Cardiac amyloidosis is where abnormal proteins, called amyloid, build up in the heart tissue, making the heart stiff and less able to pump blood. If left untreated, it is likely to be fatal within four to six years.

We found a higher than expected number of people in the UK with potentially harmful genetic variants linked to cardiac ATTR amyloidosis, an often fatal condition.

Many people with these variants will not go on to develop disease. However, it is important to try to identify those who do as early as we can, as there are promising new medicines that can effectively treat the condition, and acting earlier with these medicines is likely to help patients more."

Dr. Luis Lopes, senior author from the UCL Institute of Cardiovascular Science

The first author, Dr. Nay Aung, from the William Harvey Research Institute, Queen Mary University of London, said: "Our study showed that people carrying these potentially harmful variants have a two-to-three-fold increase in the risk of heart failure and cardiac rhythm issues. This again highlights the need for early detection and monitoring for disease progression."

Previously, ATTR amyloidosis was considered rare, affecting between one in 120,000 and one in 830,000 people globally. In recent years in the UK, however, the number of people being diagnosed has increased, partly due to improvements in imaging pioneered at the UCL Centre for Amyloidosis.

ATTR amyloidosis can be hereditary, caused by a mutation in the transthyretin (TTR) gene, but it can also occur as people age without a genetic basis.

The hereditary form is known to be much more common in certain geographic clusters of populations in Portugal, Japan and Sweden, and among individuals with Black African ancestry.
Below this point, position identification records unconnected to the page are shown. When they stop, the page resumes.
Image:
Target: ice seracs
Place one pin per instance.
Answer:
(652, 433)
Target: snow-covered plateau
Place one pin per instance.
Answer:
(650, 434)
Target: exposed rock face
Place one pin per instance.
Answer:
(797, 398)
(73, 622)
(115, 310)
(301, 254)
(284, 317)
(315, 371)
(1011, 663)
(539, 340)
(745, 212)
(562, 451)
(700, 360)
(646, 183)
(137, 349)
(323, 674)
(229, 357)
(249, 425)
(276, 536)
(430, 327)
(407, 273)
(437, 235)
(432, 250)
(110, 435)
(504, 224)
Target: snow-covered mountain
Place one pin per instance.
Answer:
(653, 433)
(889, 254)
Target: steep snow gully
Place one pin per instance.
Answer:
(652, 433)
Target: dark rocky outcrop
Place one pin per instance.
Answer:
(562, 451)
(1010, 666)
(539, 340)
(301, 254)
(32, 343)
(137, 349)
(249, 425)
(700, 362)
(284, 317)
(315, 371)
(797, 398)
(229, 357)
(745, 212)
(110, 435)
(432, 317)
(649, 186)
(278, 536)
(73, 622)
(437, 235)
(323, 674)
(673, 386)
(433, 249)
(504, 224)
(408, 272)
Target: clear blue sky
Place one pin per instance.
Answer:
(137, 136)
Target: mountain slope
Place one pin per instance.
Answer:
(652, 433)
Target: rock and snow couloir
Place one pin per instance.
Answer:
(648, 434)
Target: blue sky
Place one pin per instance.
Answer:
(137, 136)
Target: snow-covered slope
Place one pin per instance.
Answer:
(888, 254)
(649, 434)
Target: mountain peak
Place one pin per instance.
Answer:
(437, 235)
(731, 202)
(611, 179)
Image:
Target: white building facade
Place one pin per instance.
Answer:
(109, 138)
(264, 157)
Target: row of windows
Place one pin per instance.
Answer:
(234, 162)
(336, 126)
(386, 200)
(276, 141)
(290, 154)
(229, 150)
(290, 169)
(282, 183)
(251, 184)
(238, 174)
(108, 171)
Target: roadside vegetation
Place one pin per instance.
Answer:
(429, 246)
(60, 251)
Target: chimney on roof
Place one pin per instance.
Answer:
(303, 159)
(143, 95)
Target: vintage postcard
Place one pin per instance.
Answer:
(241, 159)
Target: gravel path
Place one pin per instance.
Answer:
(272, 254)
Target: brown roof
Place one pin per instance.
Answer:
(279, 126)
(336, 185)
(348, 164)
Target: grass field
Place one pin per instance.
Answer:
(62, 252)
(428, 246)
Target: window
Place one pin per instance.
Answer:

The new study, in contrast to previous research looking at the prevalence of one genetic variant linked to ATTR amyloidosis (Val142Ile), estimated the prevalence of 62 variants identified as having a possible link to the disease.
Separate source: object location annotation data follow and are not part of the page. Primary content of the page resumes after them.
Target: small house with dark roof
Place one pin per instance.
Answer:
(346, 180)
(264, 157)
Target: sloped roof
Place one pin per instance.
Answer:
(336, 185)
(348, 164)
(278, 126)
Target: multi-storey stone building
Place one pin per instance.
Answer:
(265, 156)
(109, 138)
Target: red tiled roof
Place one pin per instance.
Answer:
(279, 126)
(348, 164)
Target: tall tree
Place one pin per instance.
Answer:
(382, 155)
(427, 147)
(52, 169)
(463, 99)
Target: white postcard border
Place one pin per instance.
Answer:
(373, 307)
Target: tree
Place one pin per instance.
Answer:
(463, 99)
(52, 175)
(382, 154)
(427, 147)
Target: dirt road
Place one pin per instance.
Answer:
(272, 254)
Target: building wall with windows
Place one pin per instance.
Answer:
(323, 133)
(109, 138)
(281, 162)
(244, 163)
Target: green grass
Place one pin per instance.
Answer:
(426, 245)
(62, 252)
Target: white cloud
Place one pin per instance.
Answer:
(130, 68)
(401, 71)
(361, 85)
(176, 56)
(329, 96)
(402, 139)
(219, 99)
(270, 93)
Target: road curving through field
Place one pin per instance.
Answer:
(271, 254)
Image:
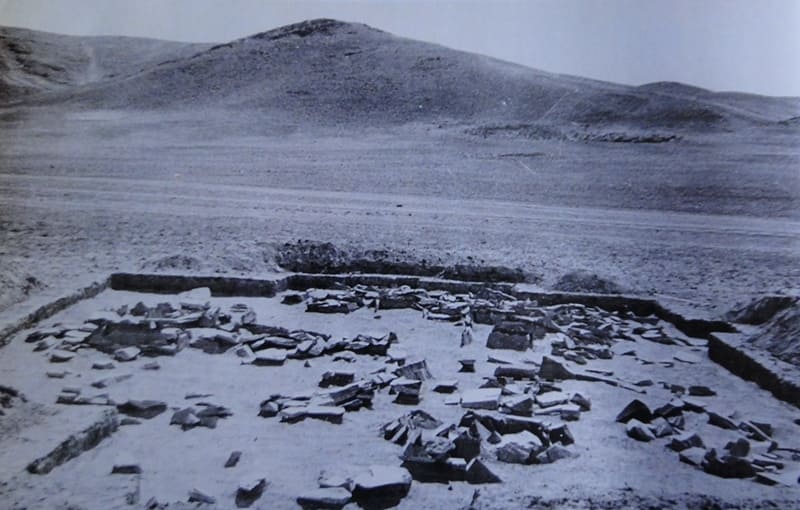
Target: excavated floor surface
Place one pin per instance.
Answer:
(290, 456)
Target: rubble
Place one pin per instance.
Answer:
(233, 459)
(127, 353)
(517, 416)
(636, 410)
(639, 431)
(477, 473)
(249, 491)
(381, 486)
(332, 498)
(513, 335)
(196, 496)
(74, 445)
(553, 370)
(486, 398)
(61, 356)
(146, 409)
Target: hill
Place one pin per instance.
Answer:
(33, 62)
(330, 71)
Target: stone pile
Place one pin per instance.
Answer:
(329, 405)
(376, 487)
(753, 454)
(200, 415)
(442, 453)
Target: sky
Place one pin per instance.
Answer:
(744, 45)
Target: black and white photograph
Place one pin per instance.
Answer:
(414, 254)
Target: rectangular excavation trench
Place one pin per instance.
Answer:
(226, 292)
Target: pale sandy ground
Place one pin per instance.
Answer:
(701, 224)
(610, 465)
(708, 221)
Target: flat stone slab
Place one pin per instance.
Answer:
(324, 498)
(482, 398)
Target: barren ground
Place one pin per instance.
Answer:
(610, 471)
(706, 221)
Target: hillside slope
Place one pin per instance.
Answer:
(335, 72)
(32, 62)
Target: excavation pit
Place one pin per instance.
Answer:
(322, 373)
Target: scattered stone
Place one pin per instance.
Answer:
(720, 421)
(233, 459)
(332, 498)
(467, 365)
(738, 448)
(185, 418)
(500, 359)
(196, 496)
(689, 358)
(757, 431)
(110, 381)
(728, 466)
(381, 486)
(61, 356)
(76, 444)
(139, 309)
(639, 431)
(146, 409)
(270, 357)
(582, 401)
(520, 405)
(636, 410)
(127, 354)
(553, 370)
(511, 335)
(331, 414)
(337, 378)
(46, 343)
(249, 491)
(693, 456)
(191, 396)
(701, 391)
(694, 405)
(551, 398)
(477, 473)
(485, 398)
(447, 386)
(686, 441)
(515, 372)
(331, 306)
(126, 467)
(292, 298)
(519, 448)
(560, 434)
(554, 453)
(673, 408)
(417, 370)
(661, 427)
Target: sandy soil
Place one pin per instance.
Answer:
(708, 221)
(610, 465)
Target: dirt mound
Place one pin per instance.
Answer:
(314, 257)
(760, 310)
(336, 72)
(586, 281)
(32, 62)
(780, 335)
(177, 262)
(16, 285)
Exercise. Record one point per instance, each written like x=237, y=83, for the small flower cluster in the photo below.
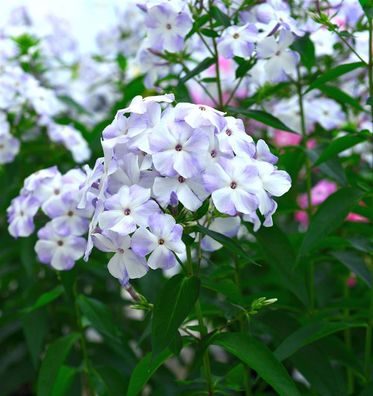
x=28, y=106
x=160, y=160
x=60, y=241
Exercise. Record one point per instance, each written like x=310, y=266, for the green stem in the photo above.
x=217, y=66
x=311, y=269
x=347, y=339
x=202, y=330
x=86, y=380
x=247, y=374
x=368, y=340
x=370, y=67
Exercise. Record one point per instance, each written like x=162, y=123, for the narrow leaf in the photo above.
x=354, y=263
x=98, y=315
x=263, y=117
x=338, y=145
x=281, y=257
x=144, y=370
x=307, y=335
x=173, y=305
x=53, y=360
x=340, y=96
x=205, y=64
x=329, y=217
x=228, y=243
x=258, y=357
x=45, y=299
x=334, y=73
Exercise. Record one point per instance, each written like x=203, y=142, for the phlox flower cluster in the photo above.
x=161, y=161
x=60, y=241
x=26, y=98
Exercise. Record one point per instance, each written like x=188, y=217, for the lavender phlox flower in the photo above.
x=200, y=116
x=281, y=61
x=179, y=149
x=130, y=207
x=189, y=191
x=125, y=264
x=238, y=41
x=234, y=139
x=160, y=241
x=57, y=248
x=9, y=146
x=21, y=214
x=228, y=226
x=167, y=27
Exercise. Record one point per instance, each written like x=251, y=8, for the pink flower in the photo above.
x=351, y=281
x=283, y=138
x=356, y=218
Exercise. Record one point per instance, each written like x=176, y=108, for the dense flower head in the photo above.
x=161, y=159
x=55, y=195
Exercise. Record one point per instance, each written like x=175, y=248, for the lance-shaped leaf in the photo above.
x=173, y=305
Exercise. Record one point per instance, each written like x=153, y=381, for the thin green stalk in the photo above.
x=370, y=67
x=368, y=340
x=347, y=339
x=86, y=380
x=311, y=269
x=217, y=66
x=247, y=374
x=368, y=335
x=202, y=330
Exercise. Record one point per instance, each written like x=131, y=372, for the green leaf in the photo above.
x=263, y=117
x=258, y=357
x=281, y=257
x=205, y=64
x=340, y=96
x=316, y=367
x=35, y=328
x=356, y=264
x=227, y=242
x=53, y=360
x=64, y=380
x=99, y=316
x=45, y=299
x=367, y=6
x=209, y=33
x=173, y=305
x=226, y=287
x=309, y=334
x=219, y=16
x=334, y=73
x=112, y=379
x=329, y=217
x=244, y=66
x=69, y=101
x=338, y=145
x=144, y=370
x=306, y=49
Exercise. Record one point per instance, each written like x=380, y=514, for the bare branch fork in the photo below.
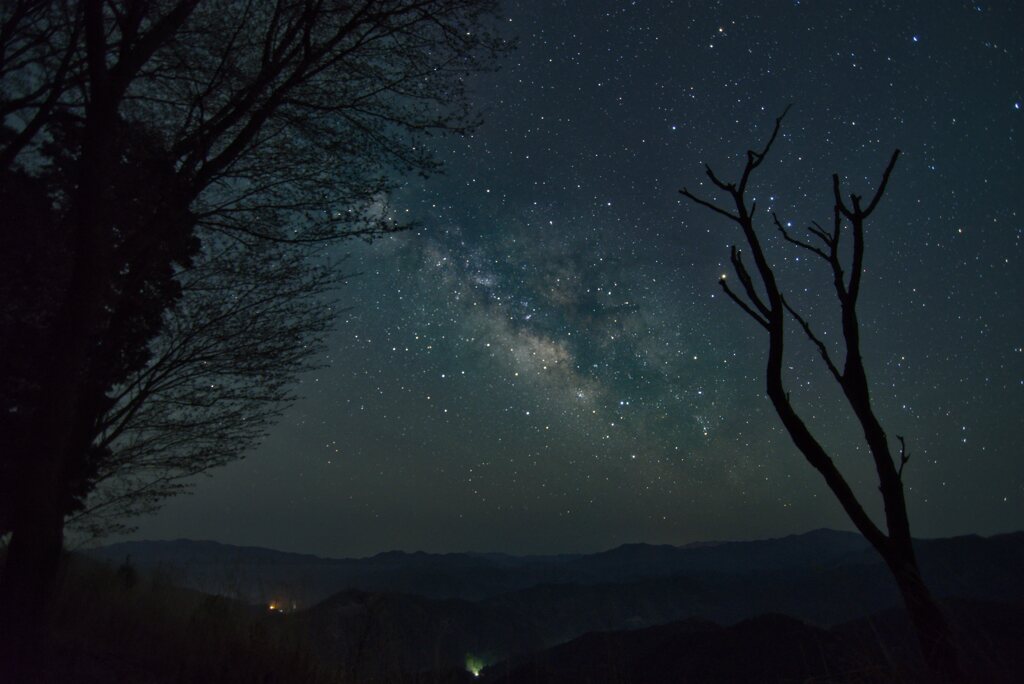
x=764, y=302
Looking at an average of 12 years of data from the UK Biobank participants, the research team found that people with these variants had a higher risk of heart failure, thickening of the heart muscle, and heart rhythm problems, which held true after adjusting for factors such as age, sex, BMI and cardiovascular risk factors.

Hospital data suggested a relatively low proportion, 2.8%, of this group had been diagnosed with cardiac amyloidosis. The UK Biobank participants were aged 57 on average and the researchers said the disease may develop later in life or still be in its earliest stages during the time of the study.
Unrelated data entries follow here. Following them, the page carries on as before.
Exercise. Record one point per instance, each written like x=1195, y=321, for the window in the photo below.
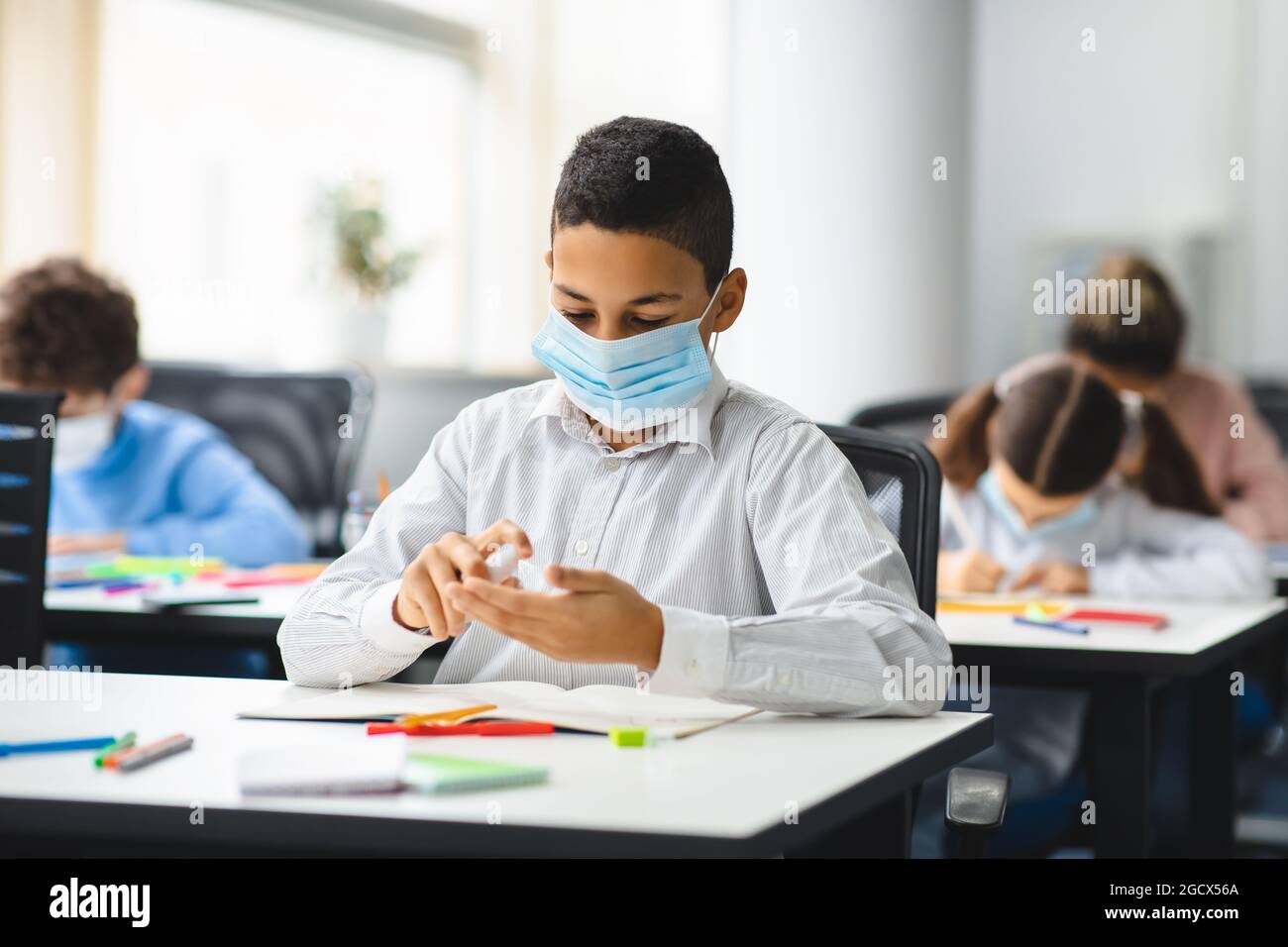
x=220, y=127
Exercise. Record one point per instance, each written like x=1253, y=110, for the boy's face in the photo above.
x=613, y=285
x=128, y=388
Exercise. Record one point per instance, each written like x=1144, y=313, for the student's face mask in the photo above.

The proportion doubled when researchers looked for extra-cardiac symptoms associated with the hereditary form of ATTR amyloidosis, suggesting under-recognition of the disease in its early stages.

These symptoms included carpal tunnel syndrome (pressure on a nerve in your wrist causing tingling, numbness and pain in your hand and fingers) and lumbar stenosis (the narrowing of the area of the spine that contains the nerves or spinal cord, leading to aching, cramping and tingling in the legs brought on by walking or standing).

The researchers called for greater clinical vigilance for possible hereditary ATTR amyloidosis among people with these symptoms or with unexplained thickened heart muscle.

A next step, the researchers said, would be to prospectively investigate the proportion of people with these variants who developed disease. This could help to inform possible screening strategies. Genetic tests are currently offered to people with symptoms or people whose family members have the disease.

Among the promising new treatments for ATTR amyloidosis is a gene-editing therapy developed at the UCL Centre for Amyloidosis. Early trial results of the therapy, a single intravenous infusion of NTLA-2001, indicate it may stop disease progression.

The therapy is one of several new treatments that aim to tackle the amyloid build-up on the heart. Previously, treatments for the condition sought to relieve the symptoms of heart failure (which may include fatigue, swelling in the legs or abdomen, and shortness of breath with activity), but did not address the underlying cause.

The researchers received funding from the Medical Research Council, the European Union's Horizon 2020 programme, Queen Mary University of London, the National Institute for Health and Care Research (NIHR) UCLH and Barts Biomedical Research Centre, Barts Health NHS Trust, St George's University Hospitals NHS Foundation Trust and St George's University of London.